More than forty-thousand Iraqi soldiers and police, along with some seven thousand coalition forces, are pursuing al-Qaida terrorists in and around Baghdad. They are increasing the number of checkpoints, enforcing a curfew, and implementing a strict weapons ban.
Major General Mahdi al-Gharraqi of the Iraqi interior ministry says, "The people are feeling comfortable with the security measures and they are waving to us." Osama Ahmed Salah, a university professor in Baghdad, says, "The operations should be well-prepared and they should not be conducted in a way that humiliates citizens." Iraqi Prime Minister Nuri al-Maliki says, "We are only going to attack areas that are dens of terrorists."

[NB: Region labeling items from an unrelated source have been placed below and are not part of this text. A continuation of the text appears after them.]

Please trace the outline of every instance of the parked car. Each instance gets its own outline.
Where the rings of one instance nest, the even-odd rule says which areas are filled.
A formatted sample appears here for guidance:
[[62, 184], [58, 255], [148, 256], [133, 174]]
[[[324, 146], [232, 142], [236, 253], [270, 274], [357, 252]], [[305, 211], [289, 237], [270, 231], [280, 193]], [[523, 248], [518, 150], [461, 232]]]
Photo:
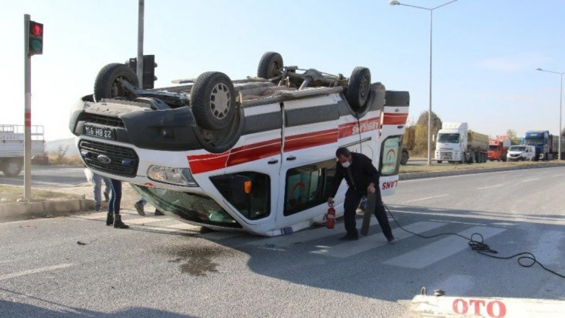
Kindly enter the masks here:
[[511, 146], [508, 150], [508, 161], [533, 160], [536, 158], [536, 147], [533, 146]]

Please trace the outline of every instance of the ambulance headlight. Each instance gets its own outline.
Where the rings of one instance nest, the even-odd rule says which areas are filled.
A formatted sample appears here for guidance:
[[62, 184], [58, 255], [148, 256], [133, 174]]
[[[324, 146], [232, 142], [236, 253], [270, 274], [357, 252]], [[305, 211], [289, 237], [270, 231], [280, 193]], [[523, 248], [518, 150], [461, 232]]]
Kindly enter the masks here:
[[151, 165], [147, 171], [147, 176], [150, 179], [160, 182], [185, 186], [198, 186], [198, 184], [192, 177], [190, 169], [188, 168]]

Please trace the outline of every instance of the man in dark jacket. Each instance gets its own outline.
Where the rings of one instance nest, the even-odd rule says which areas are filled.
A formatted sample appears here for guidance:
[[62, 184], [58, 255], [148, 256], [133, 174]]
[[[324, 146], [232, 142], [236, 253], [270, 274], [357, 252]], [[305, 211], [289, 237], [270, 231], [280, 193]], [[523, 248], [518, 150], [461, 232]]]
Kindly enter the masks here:
[[368, 192], [376, 194], [375, 216], [377, 217], [383, 233], [388, 242], [394, 241], [394, 237], [383, 206], [380, 189], [378, 188], [380, 176], [379, 171], [375, 168], [368, 157], [363, 154], [351, 153], [345, 147], [338, 148], [336, 151], [336, 157], [337, 158], [336, 176], [333, 178], [329, 197], [328, 198], [328, 204], [333, 204], [333, 197], [337, 193], [344, 178], [349, 187], [345, 193], [345, 202], [344, 203], [344, 219], [347, 234], [340, 239], [351, 241], [359, 239], [355, 220], [355, 210], [361, 198]]

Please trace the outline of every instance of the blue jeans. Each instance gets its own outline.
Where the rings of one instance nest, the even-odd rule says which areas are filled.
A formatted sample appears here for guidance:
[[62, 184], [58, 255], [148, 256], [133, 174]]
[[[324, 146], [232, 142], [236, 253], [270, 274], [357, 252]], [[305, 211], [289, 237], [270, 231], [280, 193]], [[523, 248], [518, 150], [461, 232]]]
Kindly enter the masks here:
[[102, 199], [100, 197], [100, 194], [102, 189], [102, 181], [104, 182], [104, 185], [106, 186], [104, 188], [104, 193], [109, 194], [111, 188], [110, 184], [110, 178], [103, 177], [100, 175], [97, 175], [96, 173], [92, 174], [92, 183], [94, 185], [94, 203], [98, 206], [102, 204]]
[[112, 195], [108, 203], [108, 213], [119, 215], [120, 204], [121, 204], [121, 181], [110, 179], [110, 184], [112, 186]]

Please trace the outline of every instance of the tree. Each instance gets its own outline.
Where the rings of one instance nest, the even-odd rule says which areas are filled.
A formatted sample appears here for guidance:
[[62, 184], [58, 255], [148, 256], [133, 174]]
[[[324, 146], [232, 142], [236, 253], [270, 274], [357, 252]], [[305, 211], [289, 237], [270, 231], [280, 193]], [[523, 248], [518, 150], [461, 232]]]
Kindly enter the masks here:
[[[441, 129], [441, 120], [436, 113], [432, 112], [432, 135], [437, 134]], [[428, 111], [424, 111], [420, 115], [416, 122], [414, 140], [414, 153], [428, 154]], [[432, 142], [432, 150], [435, 149], [435, 145]]]
[[512, 145], [520, 145], [520, 138], [516, 134], [516, 130], [514, 129], [508, 129], [506, 130], [506, 136], [510, 138], [510, 142]]

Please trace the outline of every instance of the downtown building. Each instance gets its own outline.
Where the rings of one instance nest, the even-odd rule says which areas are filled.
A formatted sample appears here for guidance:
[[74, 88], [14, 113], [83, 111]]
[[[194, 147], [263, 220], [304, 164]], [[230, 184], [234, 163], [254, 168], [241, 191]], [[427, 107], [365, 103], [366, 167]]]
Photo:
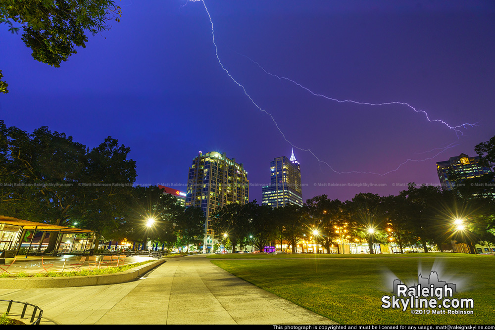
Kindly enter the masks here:
[[200, 207], [206, 216], [203, 253], [211, 252], [214, 243], [210, 222], [215, 212], [229, 204], [248, 202], [249, 181], [243, 163], [225, 153], [199, 151], [189, 168], [186, 207]]
[[437, 172], [443, 190], [452, 190], [456, 182], [467, 179], [480, 178], [491, 172], [490, 168], [480, 164], [479, 157], [469, 157], [461, 153], [457, 157], [451, 157], [448, 160], [437, 163]]
[[301, 167], [294, 156], [275, 158], [270, 163], [270, 186], [262, 189], [262, 204], [272, 208], [294, 204], [302, 206]]

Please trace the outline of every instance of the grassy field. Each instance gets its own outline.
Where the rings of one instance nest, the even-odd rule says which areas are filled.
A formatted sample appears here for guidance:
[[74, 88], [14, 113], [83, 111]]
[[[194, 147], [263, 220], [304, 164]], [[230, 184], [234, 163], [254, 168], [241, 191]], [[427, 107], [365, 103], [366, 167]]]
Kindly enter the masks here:
[[[408, 255], [230, 254], [214, 264], [267, 291], [342, 324], [494, 324], [495, 257]], [[473, 315], [415, 315], [386, 309], [392, 282], [417, 283], [435, 264], [440, 280], [457, 284], [454, 298], [474, 301]], [[451, 310], [455, 309], [451, 308]]]

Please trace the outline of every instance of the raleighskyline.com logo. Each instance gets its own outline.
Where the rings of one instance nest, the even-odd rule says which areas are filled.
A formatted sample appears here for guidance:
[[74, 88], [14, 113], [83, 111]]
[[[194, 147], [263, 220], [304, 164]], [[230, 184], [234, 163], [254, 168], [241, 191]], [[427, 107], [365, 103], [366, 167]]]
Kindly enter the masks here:
[[[470, 298], [453, 298], [456, 285], [439, 280], [436, 272], [428, 278], [420, 274], [417, 285], [408, 286], [400, 280], [394, 281], [394, 295], [382, 297], [383, 308], [410, 309], [417, 314], [472, 314], [474, 301]], [[459, 308], [470, 310], [458, 309]]]

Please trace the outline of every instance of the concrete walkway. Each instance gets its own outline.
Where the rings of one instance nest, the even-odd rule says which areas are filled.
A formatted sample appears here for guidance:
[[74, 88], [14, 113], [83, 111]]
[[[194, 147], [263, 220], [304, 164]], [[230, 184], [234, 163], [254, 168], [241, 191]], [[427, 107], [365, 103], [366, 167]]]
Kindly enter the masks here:
[[0, 299], [38, 305], [44, 311], [42, 324], [336, 324], [202, 255], [167, 260], [130, 283], [1, 289]]

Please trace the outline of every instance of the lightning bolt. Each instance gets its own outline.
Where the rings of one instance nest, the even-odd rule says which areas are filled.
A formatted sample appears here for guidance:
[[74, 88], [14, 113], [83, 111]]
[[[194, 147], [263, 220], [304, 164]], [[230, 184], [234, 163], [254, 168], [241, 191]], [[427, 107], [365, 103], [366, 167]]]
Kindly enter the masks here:
[[[296, 148], [296, 149], [300, 150], [301, 150], [302, 151], [307, 151], [307, 152], [309, 152], [310, 153], [311, 153], [311, 155], [313, 155], [313, 157], [314, 157], [314, 158], [319, 162], [320, 162], [320, 163], [322, 163], [322, 164], [324, 164], [326, 165], [329, 168], [330, 168], [330, 169], [331, 170], [332, 170], [332, 171], [334, 173], [337, 173], [338, 174], [351, 174], [351, 173], [364, 174], [374, 174], [374, 175], [379, 175], [379, 176], [383, 176], [386, 175], [387, 175], [387, 174], [388, 174], [389, 173], [391, 173], [392, 172], [396, 172], [396, 171], [397, 171], [399, 168], [400, 168], [400, 167], [402, 165], [404, 165], [404, 164], [406, 164], [407, 163], [409, 163], [410, 162], [424, 162], [424, 161], [426, 161], [426, 160], [431, 160], [431, 159], [433, 159], [433, 158], [435, 158], [436, 157], [437, 157], [437, 156], [438, 156], [440, 154], [442, 153], [443, 152], [444, 152], [446, 151], [447, 150], [448, 150], [449, 149], [450, 149], [451, 148], [453, 148], [453, 147], [454, 147], [455, 146], [456, 146], [457, 145], [457, 144], [452, 145], [453, 143], [451, 143], [450, 144], [449, 144], [448, 145], [447, 145], [447, 146], [445, 147], [445, 148], [442, 148], [442, 150], [441, 151], [440, 151], [439, 152], [438, 152], [438, 153], [437, 153], [437, 154], [436, 154], [435, 156], [434, 156], [433, 157], [429, 157], [429, 158], [425, 158], [425, 159], [410, 159], [410, 159], [408, 159], [405, 161], [401, 163], [401, 164], [399, 164], [399, 165], [395, 169], [391, 170], [389, 171], [388, 172], [385, 172], [384, 173], [374, 173], [374, 172], [364, 172], [364, 171], [350, 171], [339, 172], [338, 171], [336, 170], [335, 169], [334, 169], [333, 168], [333, 167], [332, 167], [328, 163], [327, 163], [326, 162], [325, 162], [325, 161], [324, 161], [321, 160], [321, 159], [320, 159], [316, 156], [316, 155], [315, 155], [314, 154], [314, 153], [312, 151], [311, 151], [311, 150], [310, 149], [309, 149], [309, 148], [308, 148], [308, 149], [304, 149], [303, 148], [301, 148], [301, 147], [300, 147], [299, 146], [297, 146], [297, 145], [295, 145], [292, 142], [291, 142], [290, 141], [289, 141], [287, 139], [287, 138], [285, 136], [285, 135], [284, 134], [284, 132], [282, 132], [282, 130], [280, 129], [280, 128], [278, 126], [278, 124], [277, 123], [277, 122], [275, 121], [275, 118], [273, 117], [273, 116], [272, 115], [272, 114], [271, 113], [270, 113], [269, 112], [268, 112], [266, 110], [263, 109], [259, 105], [258, 105], [256, 103], [256, 102], [255, 102], [254, 100], [252, 99], [252, 97], [251, 97], [251, 95], [250, 95], [248, 93], [248, 92], [246, 91], [246, 88], [243, 85], [242, 85], [240, 83], [239, 83], [237, 80], [236, 80], [236, 79], [234, 79], [234, 78], [233, 77], [232, 77], [232, 76], [230, 74], [230, 73], [229, 72], [229, 70], [227, 70], [225, 68], [225, 67], [224, 66], [224, 65], [222, 64], [222, 61], [220, 60], [220, 57], [218, 56], [218, 47], [217, 46], [215, 40], [215, 30], [214, 30], [214, 26], [213, 26], [213, 20], [211, 18], [211, 15], [210, 14], [209, 11], [208, 10], [208, 8], [206, 7], [206, 3], [205, 3], [204, 1], [203, 0], [188, 0], [188, 1], [186, 1], [186, 3], [184, 5], [183, 5], [183, 6], [181, 6], [181, 8], [185, 6], [187, 4], [188, 2], [189, 2], [189, 1], [193, 2], [202, 2], [203, 5], [204, 6], [204, 9], [206, 10], [206, 14], [208, 15], [208, 17], [209, 18], [210, 23], [211, 25], [211, 36], [212, 36], [212, 39], [213, 39], [213, 46], [215, 47], [215, 55], [216, 56], [217, 60], [218, 61], [218, 63], [220, 64], [220, 66], [222, 67], [222, 69], [223, 69], [223, 70], [225, 71], [225, 72], [227, 73], [227, 74], [229, 76], [229, 77], [236, 85], [237, 85], [239, 87], [240, 87], [242, 89], [243, 91], [244, 92], [244, 94], [246, 94], [246, 95], [248, 97], [248, 98], [249, 98], [249, 100], [251, 101], [251, 103], [252, 103], [252, 104], [254, 105], [254, 106], [255, 106], [256, 108], [257, 108], [260, 111], [262, 111], [263, 112], [264, 112], [265, 113], [266, 113], [266, 114], [267, 114], [268, 116], [270, 116], [270, 118], [271, 118], [271, 119], [272, 119], [272, 121], [273, 122], [273, 123], [275, 124], [275, 127], [277, 128], [277, 129], [278, 130], [279, 132], [280, 132], [280, 134], [283, 137], [284, 140], [285, 140], [285, 141], [286, 142], [287, 142], [288, 143], [289, 143], [290, 144], [291, 144], [291, 145], [293, 147]], [[240, 54], [240, 55], [242, 55], [242, 54]], [[458, 126], [456, 126], [456, 127], [451, 127], [451, 126], [450, 126], [447, 124], [446, 124], [445, 122], [444, 122], [443, 121], [441, 120], [440, 119], [437, 119], [437, 120], [430, 120], [429, 119], [429, 118], [428, 117], [428, 114], [426, 113], [426, 111], [423, 111], [423, 110], [417, 110], [415, 108], [412, 107], [412, 106], [411, 106], [409, 104], [406, 103], [404, 103], [404, 102], [390, 102], [383, 103], [365, 103], [365, 102], [358, 102], [358, 101], [352, 101], [352, 100], [337, 100], [336, 99], [331, 98], [330, 97], [329, 97], [328, 96], [325, 96], [324, 95], [322, 95], [322, 94], [316, 94], [315, 93], [314, 93], [313, 92], [311, 92], [309, 89], [308, 89], [304, 87], [304, 86], [302, 86], [300, 84], [298, 84], [298, 83], [296, 82], [295, 81], [294, 81], [293, 80], [289, 79], [289, 78], [286, 78], [286, 77], [280, 77], [280, 76], [277, 76], [276, 75], [274, 75], [273, 74], [270, 73], [268, 72], [267, 71], [266, 71], [266, 70], [265, 70], [265, 69], [263, 69], [262, 68], [262, 67], [261, 67], [260, 65], [259, 65], [259, 64], [258, 64], [257, 62], [255, 62], [254, 61], [253, 61], [250, 58], [249, 58], [249, 57], [248, 57], [247, 56], [245, 56], [245, 55], [243, 55], [243, 56], [245, 56], [245, 57], [246, 57], [247, 58], [249, 59], [251, 61], [254, 62], [256, 64], [257, 64], [258, 66], [260, 67], [260, 68], [261, 68], [262, 69], [263, 69], [263, 71], [264, 71], [268, 74], [269, 74], [270, 75], [273, 76], [274, 77], [276, 77], [278, 78], [279, 79], [285, 79], [285, 80], [289, 80], [289, 81], [291, 81], [292, 82], [293, 82], [293, 83], [296, 84], [297, 86], [299, 86], [300, 87], [301, 87], [302, 88], [303, 88], [304, 89], [305, 89], [308, 92], [311, 93], [311, 94], [312, 94], [313, 95], [314, 95], [315, 96], [322, 96], [322, 97], [325, 97], [326, 98], [328, 98], [328, 99], [330, 99], [330, 100], [334, 100], [334, 101], [337, 101], [337, 102], [352, 102], [352, 103], [354, 103], [358, 104], [366, 104], [366, 105], [387, 105], [387, 104], [402, 104], [402, 105], [406, 105], [406, 106], [408, 106], [409, 107], [411, 108], [411, 109], [412, 109], [413, 110], [414, 110], [416, 112], [423, 112], [423, 113], [424, 113], [426, 115], [426, 117], [427, 117], [427, 119], [428, 119], [428, 121], [430, 121], [430, 122], [440, 122], [443, 123], [444, 125], [446, 125], [450, 129], [453, 130], [456, 132], [456, 135], [457, 135], [459, 133], [461, 133], [461, 134], [462, 135], [462, 132], [460, 130], [457, 129], [458, 129], [460, 127], [464, 127], [464, 128], [465, 128], [465, 127], [466, 126], [476, 126], [475, 124], [469, 124], [469, 123], [466, 123], [466, 124], [462, 124], [461, 125], [459, 125]], [[458, 138], [458, 135], [457, 136], [457, 138]], [[434, 149], [434, 150], [435, 150], [435, 149]], [[432, 150], [430, 150], [430, 151], [432, 151]]]
[[328, 100], [332, 100], [332, 101], [335, 101], [335, 102], [338, 102], [339, 103], [346, 103], [346, 102], [348, 102], [348, 103], [354, 103], [355, 104], [360, 104], [360, 105], [392, 105], [392, 104], [398, 104], [398, 105], [405, 105], [405, 106], [407, 106], [407, 107], [408, 107], [408, 108], [409, 108], [410, 109], [412, 109], [415, 112], [422, 112], [423, 114], [424, 114], [425, 116], [426, 117], [426, 120], [428, 120], [429, 122], [430, 122], [431, 123], [435, 123], [435, 122], [440, 122], [440, 123], [441, 123], [442, 124], [443, 124], [445, 125], [445, 126], [446, 126], [449, 129], [453, 130], [455, 132], [455, 134], [456, 134], [456, 135], [457, 135], [458, 139], [459, 138], [459, 136], [458, 135], [458, 133], [460, 133], [461, 135], [463, 135], [463, 133], [462, 133], [462, 132], [461, 131], [460, 131], [460, 130], [457, 129], [458, 129], [458, 128], [459, 128], [460, 127], [462, 127], [463, 128], [466, 128], [466, 126], [473, 127], [473, 126], [478, 126], [477, 125], [476, 125], [476, 124], [470, 124], [469, 123], [464, 123], [464, 124], [463, 124], [462, 125], [458, 125], [458, 126], [451, 126], [450, 125], [448, 125], [446, 122], [445, 122], [443, 120], [442, 120], [441, 119], [435, 119], [435, 120], [431, 120], [431, 119], [430, 119], [430, 117], [428, 115], [428, 114], [426, 112], [426, 111], [425, 111], [424, 110], [418, 110], [417, 109], [416, 109], [416, 108], [415, 108], [413, 106], [411, 105], [409, 103], [406, 103], [405, 102], [397, 102], [397, 101], [393, 101], [393, 102], [384, 102], [384, 103], [368, 103], [368, 102], [359, 102], [359, 101], [354, 101], [354, 100], [349, 100], [349, 99], [339, 100], [339, 99], [337, 99], [336, 98], [333, 98], [332, 97], [330, 97], [330, 96], [326, 96], [325, 95], [323, 95], [323, 94], [318, 94], [317, 93], [315, 93], [313, 92], [312, 91], [311, 91], [309, 89], [307, 88], [307, 87], [305, 87], [304, 86], [302, 86], [302, 85], [301, 85], [299, 83], [297, 83], [297, 82], [293, 80], [292, 79], [289, 79], [289, 78], [287, 78], [286, 77], [281, 77], [280, 76], [278, 76], [278, 75], [276, 75], [275, 74], [269, 72], [267, 71], [266, 71], [266, 70], [265, 70], [265, 68], [263, 68], [262, 66], [261, 66], [259, 64], [259, 63], [258, 63], [257, 62], [256, 62], [256, 61], [254, 61], [254, 60], [251, 59], [251, 58], [249, 58], [246, 55], [243, 55], [243, 54], [241, 54], [240, 53], [237, 52], [237, 51], [235, 52], [236, 52], [239, 55], [240, 55], [241, 56], [244, 56], [244, 57], [246, 57], [246, 58], [247, 58], [249, 60], [251, 61], [251, 62], [252, 62], [253, 63], [254, 63], [254, 64], [255, 64], [261, 70], [262, 70], [265, 72], [265, 73], [266, 73], [267, 74], [268, 74], [268, 75], [271, 76], [272, 77], [276, 77], [276, 78], [278, 78], [279, 79], [280, 79], [281, 80], [287, 80], [288, 81], [290, 81], [291, 83], [292, 83], [293, 84], [294, 84], [297, 85], [297, 86], [300, 87], [301, 88], [302, 88], [302, 89], [303, 89], [304, 90], [305, 90], [306, 91], [309, 92], [310, 93], [311, 93], [311, 94], [312, 94], [313, 95], [314, 95], [315, 96], [320, 96], [320, 97], [326, 98]]

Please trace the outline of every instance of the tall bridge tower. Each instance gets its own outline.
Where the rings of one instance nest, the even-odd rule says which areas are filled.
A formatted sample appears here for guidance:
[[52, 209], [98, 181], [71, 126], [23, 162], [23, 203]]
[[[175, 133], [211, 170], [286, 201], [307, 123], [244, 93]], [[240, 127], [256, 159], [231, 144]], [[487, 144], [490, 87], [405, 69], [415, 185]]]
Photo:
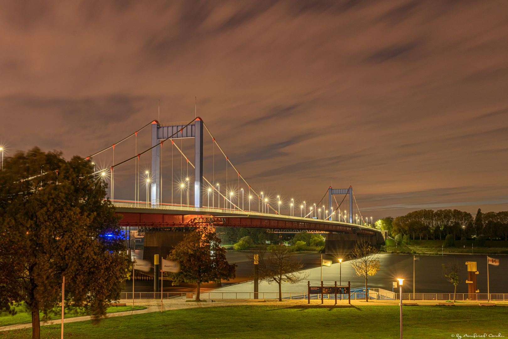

President George W. Bush says Prime Minister al-Maliki "is taking immediate action to implement a plan to improve security":
"Iraqi and coalition forces are also working to restore security in Ramadi, the capital of Anbar province. The prime minister's plan to bring militias and other armed groups under government control is moving forward. . . . Many militia members will be demobilized and integrated into the Iraqi security forces, where they'll be dispersed among different units."
Mr. Bush says that defeating the terrorists in Iraq "is a tough struggle":
The reason why is because [of] the rules of warfare. It's just, if you can kill innocent life in order to shake somebody's will, or create consternation in a society, just go ahead and do it. And so it's a tough task. No question about it."
Mr. Bush says, "Success in Iraq depends upon the Iraqis." Through democratic elections, says Mr. Bush, "The Iraqi people have expressed their desires, and now it's up to the government to follow through."
The preceding was an editorial reflecting the views of the United States Government.